As I said initially, I thought this was doable in ABAP as you can have a parameter (incoming or a result) typed as TYPE REF TO a class. However, after a while it becomes clear that an instance of a class and a function are two very different beasts. On the way to the pub just now it occurred to me that maybe that is why JavaScript is not a typed language – if you don’t have to declare a returning (result) parameter as TYPE REF TO ZIF_MONSTER but instead the returning parameters becomes whatever is passed into it then you can return all sorts of different functions.

The first difference is that methods must have names. Functions do not have to – they can have no name (like Clint Eastwood gunslingers) and become anonymous functions.

So, if you have something like this

CONST EXPLODE_MONSTER = FUNCTION( MONSTER_NUMBER) { CODE TO EXPLODE THE GIVEN MONSTER }

Then you have a constant which can then be accessed like a method call i.e. coding EXPLODE_MONSTER( 1 ) will explode Monster Number 1.

This leads to me suspecting two things

  • If the data declaration was a variable as opposed to a constant presumably you could pass a different function into the same variable mid-way through the program, maybe inside a loop.

  • Regardless of whether the definition is a constant or a variable EXPLODE_MONSTER could be passed as an IMPORTING or RETURNING parameter. Put another way the result of a function call could be a function which could do all sorts of different things when called thereafter because you don’t know the exact function you are getting back.


Mind Over Parameter

As we have seen you do not have to declare a type for parameters in JavaScript which is a big difference from ABAP. In Java you can “overload” a method i.e., create two implementations one with two incoming parameters and one with only one parameter and depending on how many parameters are supplied the appropriate method is called.
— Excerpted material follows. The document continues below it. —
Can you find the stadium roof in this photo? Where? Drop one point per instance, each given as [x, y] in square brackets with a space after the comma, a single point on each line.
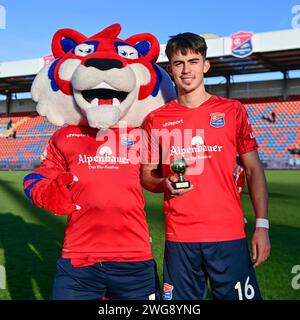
[272, 51]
In ABAP you can have optional parameters and use IS SUPPLIED to see what was passed in, though the clean code guidelines say that is naughty because if you have optional parameters then the method is no longer doing “one thing” anymore – it does different things depending on how many parameters the caller supplies. All parameters in JavaScript are optional always.

So, if you define a JavaScript function with three incoming parameters you can call that function with all three parameters, or just one parameter, or no parameters or – and here comes the kicker – with five parameters, and the compiler will be just fine with that.

There is a JavaScript equivalent of IS SUPPLIED (you can check if an incoming parameter is UNDEFINED) so that concept should not freak out too many ABAP programmers. It is the case where the caller supplies more parameters than possible that will make people start howling at the moon. As it turns out there are assorted way that the code within a function can query whether more parameters than expected have been passed in and evaluate the values. I cannot say that the concept has “clean code” written all over it though.

End of Part Three

I am trying to stop myself writing blogs with over 3000 words, so in due course I will write another JavaScript blog. By now though you will have got the general point which is that JavaScript is nothing to be frightened of. It has some concepts which are really strange to ABAP people, but ABAP has strange concepts also, and – this is the whole point – being conversant in several programming languages at once is not only not going to kill you but also increase your market value dramatically. And – at least to me – learning new programming languages is fun.